Drivers of Economic Growth, Inequality, and Poverty Among Provinces in Vietnam
This book offers a comprehensive and empirically grounded examination of Vietnam’s rapid yet uneven economic and social development, highlighting patterns of club convergence among provinces and the persistent challenges faced by lagging regions. It explores the influential factors constraining catch-up progress, such as heterogeneous infrastructure, geographic and resource disparities, planning and policy limitations, and exogenous shocks. Critical resources such as educated labor and infrastructure are shown to shape investor decisions and long-term development trajectories.

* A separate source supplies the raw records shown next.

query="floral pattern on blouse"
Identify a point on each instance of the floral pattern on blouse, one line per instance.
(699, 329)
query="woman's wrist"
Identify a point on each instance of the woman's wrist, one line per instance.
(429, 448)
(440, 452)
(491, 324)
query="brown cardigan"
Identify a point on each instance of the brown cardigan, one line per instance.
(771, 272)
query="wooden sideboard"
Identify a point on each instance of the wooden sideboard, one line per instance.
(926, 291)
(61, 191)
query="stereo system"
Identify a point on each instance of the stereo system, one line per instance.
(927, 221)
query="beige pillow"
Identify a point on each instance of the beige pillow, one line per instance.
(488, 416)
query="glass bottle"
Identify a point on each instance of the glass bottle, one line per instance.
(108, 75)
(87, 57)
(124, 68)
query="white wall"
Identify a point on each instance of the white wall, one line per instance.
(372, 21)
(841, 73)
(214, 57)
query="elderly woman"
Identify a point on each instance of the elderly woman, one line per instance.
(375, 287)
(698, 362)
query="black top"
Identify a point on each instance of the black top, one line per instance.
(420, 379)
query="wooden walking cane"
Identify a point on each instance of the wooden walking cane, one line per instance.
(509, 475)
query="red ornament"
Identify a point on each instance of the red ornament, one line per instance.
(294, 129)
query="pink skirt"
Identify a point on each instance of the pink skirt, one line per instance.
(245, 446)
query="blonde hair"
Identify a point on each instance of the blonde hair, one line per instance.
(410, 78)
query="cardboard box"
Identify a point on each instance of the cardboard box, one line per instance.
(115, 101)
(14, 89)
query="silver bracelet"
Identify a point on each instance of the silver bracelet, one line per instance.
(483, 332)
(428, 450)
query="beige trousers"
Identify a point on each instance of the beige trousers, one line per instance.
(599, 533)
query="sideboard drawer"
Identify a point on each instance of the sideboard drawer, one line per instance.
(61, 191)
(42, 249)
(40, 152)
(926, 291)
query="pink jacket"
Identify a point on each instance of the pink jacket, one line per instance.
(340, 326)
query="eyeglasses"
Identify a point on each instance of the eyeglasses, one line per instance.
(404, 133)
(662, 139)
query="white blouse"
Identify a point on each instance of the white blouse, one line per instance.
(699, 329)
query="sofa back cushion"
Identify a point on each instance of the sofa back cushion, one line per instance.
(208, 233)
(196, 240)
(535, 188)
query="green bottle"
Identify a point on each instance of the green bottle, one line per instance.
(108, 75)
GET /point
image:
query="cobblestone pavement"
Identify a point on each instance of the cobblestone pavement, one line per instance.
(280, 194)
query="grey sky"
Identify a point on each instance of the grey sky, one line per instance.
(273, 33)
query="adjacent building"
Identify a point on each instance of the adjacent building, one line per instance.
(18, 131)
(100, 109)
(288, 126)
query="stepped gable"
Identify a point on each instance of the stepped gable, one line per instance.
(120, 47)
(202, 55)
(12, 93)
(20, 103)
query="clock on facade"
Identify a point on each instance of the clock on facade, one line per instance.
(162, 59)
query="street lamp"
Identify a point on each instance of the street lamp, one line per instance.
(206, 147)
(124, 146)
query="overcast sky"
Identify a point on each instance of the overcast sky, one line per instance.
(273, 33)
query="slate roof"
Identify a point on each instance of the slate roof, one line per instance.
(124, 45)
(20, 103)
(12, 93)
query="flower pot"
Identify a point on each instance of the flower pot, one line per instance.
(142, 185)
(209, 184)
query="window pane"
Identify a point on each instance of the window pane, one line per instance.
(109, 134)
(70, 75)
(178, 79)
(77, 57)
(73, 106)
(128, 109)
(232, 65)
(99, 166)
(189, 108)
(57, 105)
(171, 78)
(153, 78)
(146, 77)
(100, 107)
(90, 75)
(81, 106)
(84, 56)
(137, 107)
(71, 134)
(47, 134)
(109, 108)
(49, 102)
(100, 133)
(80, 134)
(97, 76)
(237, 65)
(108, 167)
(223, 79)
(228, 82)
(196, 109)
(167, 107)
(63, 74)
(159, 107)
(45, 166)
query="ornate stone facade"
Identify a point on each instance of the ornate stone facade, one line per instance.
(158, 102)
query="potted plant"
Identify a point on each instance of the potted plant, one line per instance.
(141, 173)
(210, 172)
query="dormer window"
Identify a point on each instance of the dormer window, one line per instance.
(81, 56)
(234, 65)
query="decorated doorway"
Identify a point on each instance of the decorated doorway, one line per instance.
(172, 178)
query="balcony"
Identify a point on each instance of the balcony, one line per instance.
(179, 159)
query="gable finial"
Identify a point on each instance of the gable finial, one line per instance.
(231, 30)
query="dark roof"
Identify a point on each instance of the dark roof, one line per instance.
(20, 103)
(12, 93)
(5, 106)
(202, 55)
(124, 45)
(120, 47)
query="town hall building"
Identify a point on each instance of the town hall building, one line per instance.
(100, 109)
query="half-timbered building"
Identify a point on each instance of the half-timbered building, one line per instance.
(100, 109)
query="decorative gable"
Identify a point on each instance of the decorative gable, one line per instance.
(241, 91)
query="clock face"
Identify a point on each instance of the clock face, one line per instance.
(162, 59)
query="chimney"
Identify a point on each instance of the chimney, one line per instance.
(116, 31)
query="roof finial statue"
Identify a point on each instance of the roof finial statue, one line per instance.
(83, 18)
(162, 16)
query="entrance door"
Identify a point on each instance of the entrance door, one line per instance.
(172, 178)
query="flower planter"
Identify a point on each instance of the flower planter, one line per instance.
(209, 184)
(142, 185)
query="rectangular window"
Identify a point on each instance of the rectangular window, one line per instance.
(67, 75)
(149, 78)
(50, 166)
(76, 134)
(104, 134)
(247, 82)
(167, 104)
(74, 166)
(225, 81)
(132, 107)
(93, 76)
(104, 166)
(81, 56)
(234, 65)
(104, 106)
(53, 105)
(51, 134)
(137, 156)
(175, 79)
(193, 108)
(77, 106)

This edited volume fills a significant research gap by presenting empirical studies on comparative economic and social development and performance evaluation at provincial, regional, and sectoral levels. The contributions provide high-quality, in-depth scholarly perspectives on Vietnam’s economy during a period of profound transitions, environmental, energy, technological, and educational. Readers will gain a deeper appreciation of the complexities surrounding Vietnam’s development and its regional and international relations.

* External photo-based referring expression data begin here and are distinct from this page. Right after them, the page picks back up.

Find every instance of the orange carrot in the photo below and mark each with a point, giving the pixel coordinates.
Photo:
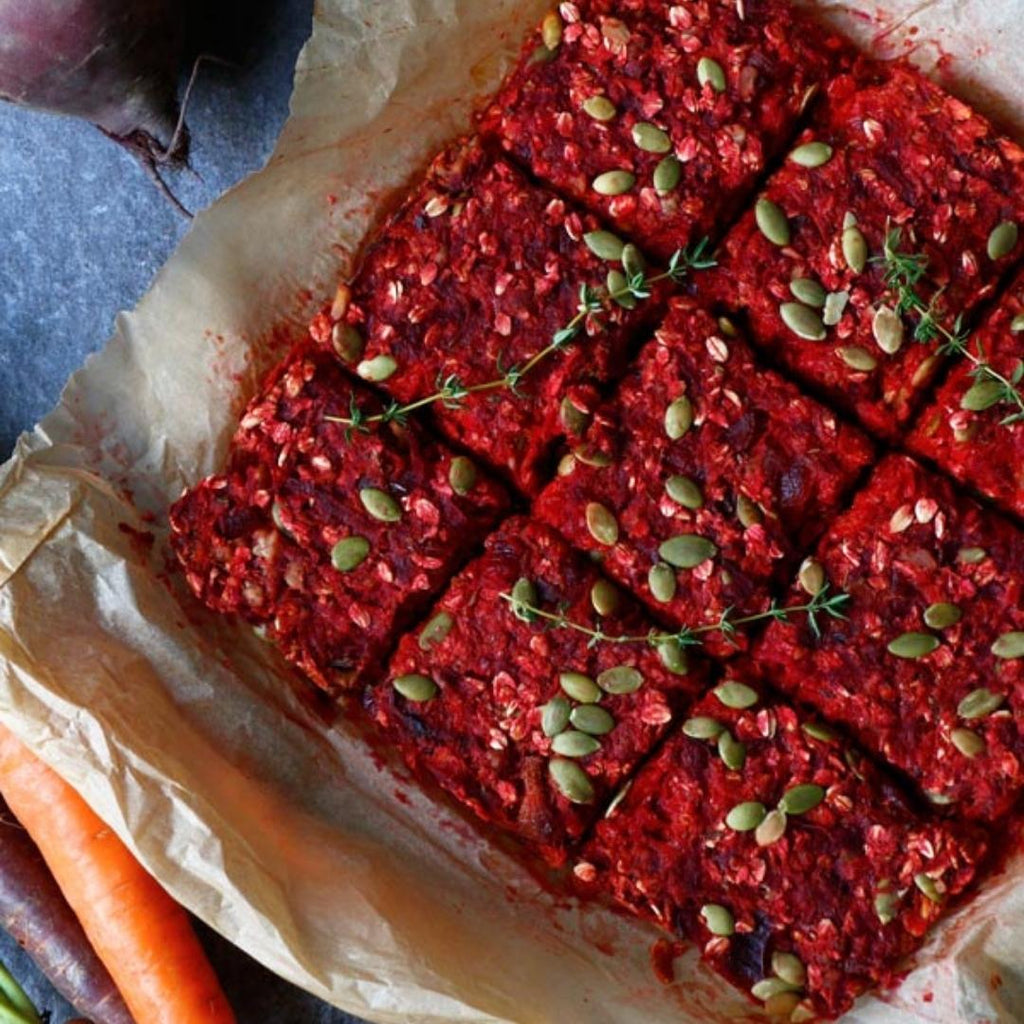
(143, 938)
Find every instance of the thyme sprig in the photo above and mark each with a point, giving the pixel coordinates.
(452, 391)
(903, 271)
(822, 603)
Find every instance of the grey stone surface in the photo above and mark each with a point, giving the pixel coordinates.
(82, 232)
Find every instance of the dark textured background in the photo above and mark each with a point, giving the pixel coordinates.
(82, 232)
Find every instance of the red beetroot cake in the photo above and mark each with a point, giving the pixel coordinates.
(928, 672)
(701, 442)
(483, 732)
(973, 443)
(805, 910)
(901, 154)
(260, 541)
(474, 274)
(713, 88)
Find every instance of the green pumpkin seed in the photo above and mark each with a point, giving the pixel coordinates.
(416, 687)
(911, 645)
(604, 245)
(650, 138)
(613, 182)
(802, 321)
(621, 679)
(592, 720)
(718, 920)
(711, 73)
(979, 702)
(772, 222)
(602, 524)
(668, 174)
(802, 799)
(574, 744)
(735, 694)
(968, 742)
(812, 155)
(555, 716)
(1003, 240)
(580, 687)
(349, 553)
(435, 631)
(1009, 646)
(599, 108)
(808, 291)
(570, 780)
(702, 727)
(462, 474)
(687, 551)
(745, 816)
(678, 418)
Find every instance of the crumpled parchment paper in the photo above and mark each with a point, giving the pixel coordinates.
(258, 812)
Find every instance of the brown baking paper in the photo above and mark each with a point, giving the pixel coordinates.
(275, 827)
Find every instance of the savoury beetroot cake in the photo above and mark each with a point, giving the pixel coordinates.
(477, 272)
(706, 478)
(966, 428)
(887, 153)
(799, 869)
(928, 672)
(329, 544)
(660, 117)
(530, 726)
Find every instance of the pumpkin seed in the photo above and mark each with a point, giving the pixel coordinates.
(731, 751)
(772, 222)
(462, 474)
(604, 597)
(592, 720)
(684, 491)
(968, 742)
(602, 524)
(888, 330)
(812, 154)
(613, 182)
(857, 358)
(687, 551)
(580, 687)
(912, 645)
(745, 816)
(415, 687)
(435, 631)
(650, 138)
(1003, 240)
(599, 108)
(1009, 646)
(604, 245)
(718, 920)
(668, 174)
(349, 553)
(702, 727)
(801, 799)
(662, 581)
(808, 291)
(979, 702)
(942, 614)
(678, 418)
(570, 780)
(574, 744)
(621, 679)
(802, 321)
(711, 73)
(378, 369)
(735, 694)
(347, 342)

Almas Heshmati is Visiting Professor of Economics at University of Economics Ho Chi Minh City, Vietnam. Previously he held Professor of Economics positions at Jönköping University, Sogang University, Korea University, Seoul National University, University of Kurdistan Hawler, and the MTT Agrifood Research (Finland). He was Research Fellow at the World Institute for Development Economics Research (WIDER), The United Nations University during 2001-2004. From 1998 until 2001, he was an Associate Professor of Economics at the Stockholm School of Economics. He has a Ph.D. degree from the University of Gothenburg (1994), where he held a Senior Researcher position until 1998. His research interests include applied microeconomics, globalization, efficiency, productivity and growth with application to manufacturing and services, environmental economics and well-being. In addition to more than 200 scientific journal articles he has published more than 30 books on EU Lisbon Process, Global Inequality, East Asian Manufacturing, Chinese Economy, Technology Transfer, Information Technology, Water Resources, Landmines, Power Generation, Renewable Energy, Development Economics, World Values, Poverty, well-being, Economic Growth, and Vietnam’s economy. He is editor of several book series and economic journals.